Taller, wider new bridge in Jupiter to cost about $120M


Bicycle and pedestrian lanes are planned

U.S. 1 bridge will open less often for boaters

Building a new bridge over the Loxahatchee River just north of Burt Reynolds Park that will allow taller boats to pass underneath and require fewer openings should start in about three years.

“We’re right on target with the scheduling,” said Paul Cherry, the Project Manager with Kimly-Horn & Associates, the bridge contractors. Construction of the $121 million bridge is planned to start in August 2020.

The new bascule bridge — a bascule bridge is a drawbridge — is planned to have a 35-foot clearance for boats. That’s 10 feet higher than the existing bridge. The Indiantown Road bridge also has a 35-foot clearance.

By comparison, the Blue Heron Bridge over the Intracoastal Waterway has a 65-foot clearance.

The good news for boaters is that the 35-foot clearance means about 44 percent fewer openings on the U.S. 1 bridge, which opens on demand.

The bad news?

The new bridge — which must win final approval from the Jupiter town council — will take about three years to complete.

Public hearings on the bridge are planned in the fall. No date has been set for a vote by the Jupiter council.

Two options on how to build the bridge are being considered.

One is to keep one lane open in each direction on the current bridge until half of the new bridge is built.

Traffic would be shifted to those lanes until the new bridge is completed. This is the process being used at the Flagler Memorial Bridge between West Palm Beach and Palm Beach.

Construction using this method would take about three years.

The other option is to close the U.S. 1 bridge during construction. Traffic would be diverted to Alternate A1A.

That would save between six and nine months in construction time.

But motorists would spend more time in their vehicles going around the bridge, according to MPO records. North county businesses and attractions such as the Jupiter Inlet Lighthouse would lose revenue. And taxpayers would have to pay for temporary road improvements such as turn lanes on Indiantown Road and Alternate A1A.

A final decision on how to build the bridge has not been decided, said Lisa Stone, assistant project manager with Kimly-Horn.

“We are looking at both alternatives. Local officials, business people, residents all have their opinions. We are seeking a happy medium,” said Stone.

About 21,000 motorized vehicles daily go over the bridge, which was built in 1958. The new bridge is expected to last 75 years, according to county records.

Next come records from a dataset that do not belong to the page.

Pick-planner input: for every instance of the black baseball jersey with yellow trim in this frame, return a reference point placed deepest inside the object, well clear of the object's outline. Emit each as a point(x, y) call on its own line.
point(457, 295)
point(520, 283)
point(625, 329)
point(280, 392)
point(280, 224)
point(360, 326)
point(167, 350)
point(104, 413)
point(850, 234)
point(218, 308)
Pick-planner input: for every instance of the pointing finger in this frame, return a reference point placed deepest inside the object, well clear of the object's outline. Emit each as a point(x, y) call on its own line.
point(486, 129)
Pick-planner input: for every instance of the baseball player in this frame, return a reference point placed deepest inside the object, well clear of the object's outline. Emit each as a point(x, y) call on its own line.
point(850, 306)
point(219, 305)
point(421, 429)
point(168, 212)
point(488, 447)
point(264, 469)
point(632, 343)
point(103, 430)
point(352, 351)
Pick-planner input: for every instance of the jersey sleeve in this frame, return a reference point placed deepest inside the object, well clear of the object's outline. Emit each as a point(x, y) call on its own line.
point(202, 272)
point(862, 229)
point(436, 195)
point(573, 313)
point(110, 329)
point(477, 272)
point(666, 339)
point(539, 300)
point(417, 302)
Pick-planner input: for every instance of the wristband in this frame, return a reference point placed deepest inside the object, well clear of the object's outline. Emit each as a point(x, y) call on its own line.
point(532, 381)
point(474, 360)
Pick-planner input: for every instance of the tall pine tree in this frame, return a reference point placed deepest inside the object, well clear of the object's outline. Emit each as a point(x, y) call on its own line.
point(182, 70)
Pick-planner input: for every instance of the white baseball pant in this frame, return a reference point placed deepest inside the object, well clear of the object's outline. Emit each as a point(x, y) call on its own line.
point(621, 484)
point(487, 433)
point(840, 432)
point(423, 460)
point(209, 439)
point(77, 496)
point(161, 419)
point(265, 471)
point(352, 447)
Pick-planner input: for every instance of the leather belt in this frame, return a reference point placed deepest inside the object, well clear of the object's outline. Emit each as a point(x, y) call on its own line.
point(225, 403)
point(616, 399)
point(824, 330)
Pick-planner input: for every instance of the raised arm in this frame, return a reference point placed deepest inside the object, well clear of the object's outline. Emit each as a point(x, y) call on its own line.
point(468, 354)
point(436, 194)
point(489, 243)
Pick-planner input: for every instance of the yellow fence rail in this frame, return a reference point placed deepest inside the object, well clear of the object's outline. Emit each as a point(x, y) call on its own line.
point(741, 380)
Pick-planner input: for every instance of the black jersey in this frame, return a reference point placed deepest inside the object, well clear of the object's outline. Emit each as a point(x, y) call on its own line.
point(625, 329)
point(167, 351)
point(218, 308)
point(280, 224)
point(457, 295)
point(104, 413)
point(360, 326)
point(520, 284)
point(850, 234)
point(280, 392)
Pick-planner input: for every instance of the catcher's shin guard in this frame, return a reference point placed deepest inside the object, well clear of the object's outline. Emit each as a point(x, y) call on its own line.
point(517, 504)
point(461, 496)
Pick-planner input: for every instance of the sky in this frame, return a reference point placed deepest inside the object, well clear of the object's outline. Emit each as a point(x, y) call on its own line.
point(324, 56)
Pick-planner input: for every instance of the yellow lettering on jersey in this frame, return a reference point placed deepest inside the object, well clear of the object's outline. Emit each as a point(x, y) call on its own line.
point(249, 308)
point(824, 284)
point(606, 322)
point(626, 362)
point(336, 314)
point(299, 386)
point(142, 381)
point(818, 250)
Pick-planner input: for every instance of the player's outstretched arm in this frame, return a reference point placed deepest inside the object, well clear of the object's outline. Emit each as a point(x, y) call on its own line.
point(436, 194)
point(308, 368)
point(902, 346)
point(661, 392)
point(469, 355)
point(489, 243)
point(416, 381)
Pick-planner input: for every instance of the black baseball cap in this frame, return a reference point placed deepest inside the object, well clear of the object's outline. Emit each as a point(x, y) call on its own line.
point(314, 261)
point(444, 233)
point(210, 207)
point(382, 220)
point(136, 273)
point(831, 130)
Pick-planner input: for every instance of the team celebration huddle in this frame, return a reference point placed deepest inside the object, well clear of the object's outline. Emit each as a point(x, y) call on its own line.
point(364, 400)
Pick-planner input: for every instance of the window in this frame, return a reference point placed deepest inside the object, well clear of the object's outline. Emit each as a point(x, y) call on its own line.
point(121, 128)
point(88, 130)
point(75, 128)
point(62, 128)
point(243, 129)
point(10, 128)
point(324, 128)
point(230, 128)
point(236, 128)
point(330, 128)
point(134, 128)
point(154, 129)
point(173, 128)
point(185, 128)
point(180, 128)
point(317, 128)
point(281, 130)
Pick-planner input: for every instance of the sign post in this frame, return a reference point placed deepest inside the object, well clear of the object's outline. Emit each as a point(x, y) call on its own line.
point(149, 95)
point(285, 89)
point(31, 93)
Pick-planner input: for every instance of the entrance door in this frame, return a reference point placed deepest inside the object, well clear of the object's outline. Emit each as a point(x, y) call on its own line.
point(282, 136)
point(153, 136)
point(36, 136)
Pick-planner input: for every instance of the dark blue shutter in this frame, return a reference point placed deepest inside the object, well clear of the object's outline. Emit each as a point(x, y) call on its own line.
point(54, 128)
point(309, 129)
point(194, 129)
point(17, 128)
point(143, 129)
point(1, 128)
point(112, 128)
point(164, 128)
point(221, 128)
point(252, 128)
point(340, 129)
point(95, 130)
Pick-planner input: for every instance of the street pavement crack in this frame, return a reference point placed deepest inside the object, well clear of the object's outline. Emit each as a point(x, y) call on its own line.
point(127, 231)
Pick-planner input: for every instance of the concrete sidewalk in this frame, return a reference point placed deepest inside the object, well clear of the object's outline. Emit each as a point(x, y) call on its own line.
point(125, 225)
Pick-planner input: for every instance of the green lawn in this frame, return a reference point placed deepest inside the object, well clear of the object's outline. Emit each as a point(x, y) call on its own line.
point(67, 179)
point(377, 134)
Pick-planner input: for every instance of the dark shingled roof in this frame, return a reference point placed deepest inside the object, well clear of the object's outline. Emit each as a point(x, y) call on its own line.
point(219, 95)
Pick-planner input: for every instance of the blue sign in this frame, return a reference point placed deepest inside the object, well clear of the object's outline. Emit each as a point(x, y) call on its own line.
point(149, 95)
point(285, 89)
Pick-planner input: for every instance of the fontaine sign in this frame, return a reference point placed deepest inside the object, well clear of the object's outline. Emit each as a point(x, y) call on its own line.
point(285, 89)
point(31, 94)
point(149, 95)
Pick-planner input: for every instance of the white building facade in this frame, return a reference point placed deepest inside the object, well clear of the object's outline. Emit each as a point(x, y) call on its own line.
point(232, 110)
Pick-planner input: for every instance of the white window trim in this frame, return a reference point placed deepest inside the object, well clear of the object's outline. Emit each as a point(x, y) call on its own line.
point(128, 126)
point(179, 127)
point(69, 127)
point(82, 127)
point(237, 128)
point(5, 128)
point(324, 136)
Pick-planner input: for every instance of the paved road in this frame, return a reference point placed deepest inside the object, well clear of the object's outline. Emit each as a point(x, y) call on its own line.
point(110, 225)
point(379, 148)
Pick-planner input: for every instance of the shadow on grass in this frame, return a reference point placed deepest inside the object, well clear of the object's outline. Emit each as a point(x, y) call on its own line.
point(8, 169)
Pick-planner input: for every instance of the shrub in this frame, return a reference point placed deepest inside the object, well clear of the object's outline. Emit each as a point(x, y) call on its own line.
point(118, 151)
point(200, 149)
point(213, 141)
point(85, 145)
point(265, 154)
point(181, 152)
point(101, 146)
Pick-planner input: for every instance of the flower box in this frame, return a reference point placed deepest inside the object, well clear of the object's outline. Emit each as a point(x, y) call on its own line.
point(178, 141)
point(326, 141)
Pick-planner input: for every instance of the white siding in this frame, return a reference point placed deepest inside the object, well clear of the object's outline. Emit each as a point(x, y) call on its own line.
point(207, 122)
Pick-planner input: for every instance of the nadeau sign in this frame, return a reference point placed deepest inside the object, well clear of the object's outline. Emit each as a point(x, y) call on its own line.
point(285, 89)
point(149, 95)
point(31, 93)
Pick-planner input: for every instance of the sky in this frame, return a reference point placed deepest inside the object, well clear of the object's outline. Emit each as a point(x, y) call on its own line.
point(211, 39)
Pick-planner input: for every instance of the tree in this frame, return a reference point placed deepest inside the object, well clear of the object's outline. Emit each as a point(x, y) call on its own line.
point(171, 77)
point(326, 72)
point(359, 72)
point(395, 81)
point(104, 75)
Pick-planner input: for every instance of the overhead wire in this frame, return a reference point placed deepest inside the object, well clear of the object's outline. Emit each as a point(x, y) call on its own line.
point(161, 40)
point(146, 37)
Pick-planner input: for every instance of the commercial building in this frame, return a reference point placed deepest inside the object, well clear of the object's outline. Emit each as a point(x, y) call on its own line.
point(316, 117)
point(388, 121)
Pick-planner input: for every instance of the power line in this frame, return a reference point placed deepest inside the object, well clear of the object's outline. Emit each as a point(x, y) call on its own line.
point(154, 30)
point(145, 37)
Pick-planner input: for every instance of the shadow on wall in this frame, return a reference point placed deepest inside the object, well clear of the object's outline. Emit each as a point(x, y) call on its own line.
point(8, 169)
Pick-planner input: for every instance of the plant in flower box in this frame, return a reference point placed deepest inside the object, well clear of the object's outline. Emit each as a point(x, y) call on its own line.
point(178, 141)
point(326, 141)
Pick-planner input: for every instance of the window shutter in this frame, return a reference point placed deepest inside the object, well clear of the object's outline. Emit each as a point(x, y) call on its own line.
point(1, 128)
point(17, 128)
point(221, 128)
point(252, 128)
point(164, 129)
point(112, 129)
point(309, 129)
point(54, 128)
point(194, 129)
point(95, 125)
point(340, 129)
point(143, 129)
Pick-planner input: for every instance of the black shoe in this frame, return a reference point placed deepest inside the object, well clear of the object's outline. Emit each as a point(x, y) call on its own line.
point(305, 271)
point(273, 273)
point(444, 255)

Motorists, pedestrians and bicycle riders will see improvements when the new bridge is done.

The current bridge has no pedestrian or bicycle lanes. The new bridge will have both on each of the east and west sides of the bridge.

The new bridge will be about 100 feet wide. That’s about 35 feet wider than the current span.

There are no plans to change the on-demand status of the U.S. 1 bridge. Changing the schedule to open every 30 minutes, like the Indiantown Road bridge, requires the approval of the U.S. Coast Guard.

Replacing the bridge is one of several upcoming and ongoing projects in north county. Others are:

  • A $2 million project on U.S. 1 north of the Carlin White Bridge starts next year to reduce the road to four lanes from six lanes, widen sidewalks, build bicycle lanes, lower the speed limit and add lighting/landscaping. Work from the bridge 2 miles north to County Line Road is expected to take about a year.
  • Construction could start on the Love Street project. Developer Charles Modica has won approval to build an outdoor marketplace with restaurants and retail on the Jupiter Inlet at Love Street, near the Square Grouper.
  • Indiantown Road from A1A west to U.S. 1 at Harbourside Place is scheduled for new bicycle lanes, crosswalks, sidewalks, and landscaping. The speed limit likely would be dropped from the current 45 mph.
  • Building an inn at Suni Sands could start. Modica, who owns the 10-acre parcel, has not submitted plans but has proposed an inn and boathouse on the property.
  • The end of the year is the scheduled opening for 1000 North, an upscale restaurant on the Loxahatchee River partly owned by former NBA superstar Michael Jordan. The former Charlie’s Crab will be demolished to build an 18,000-square-foot restaurant. There’ll be a total of about 325 seats, including about 75 outdoors. A private club is planned upstairs. A public dock and boat slips are planned.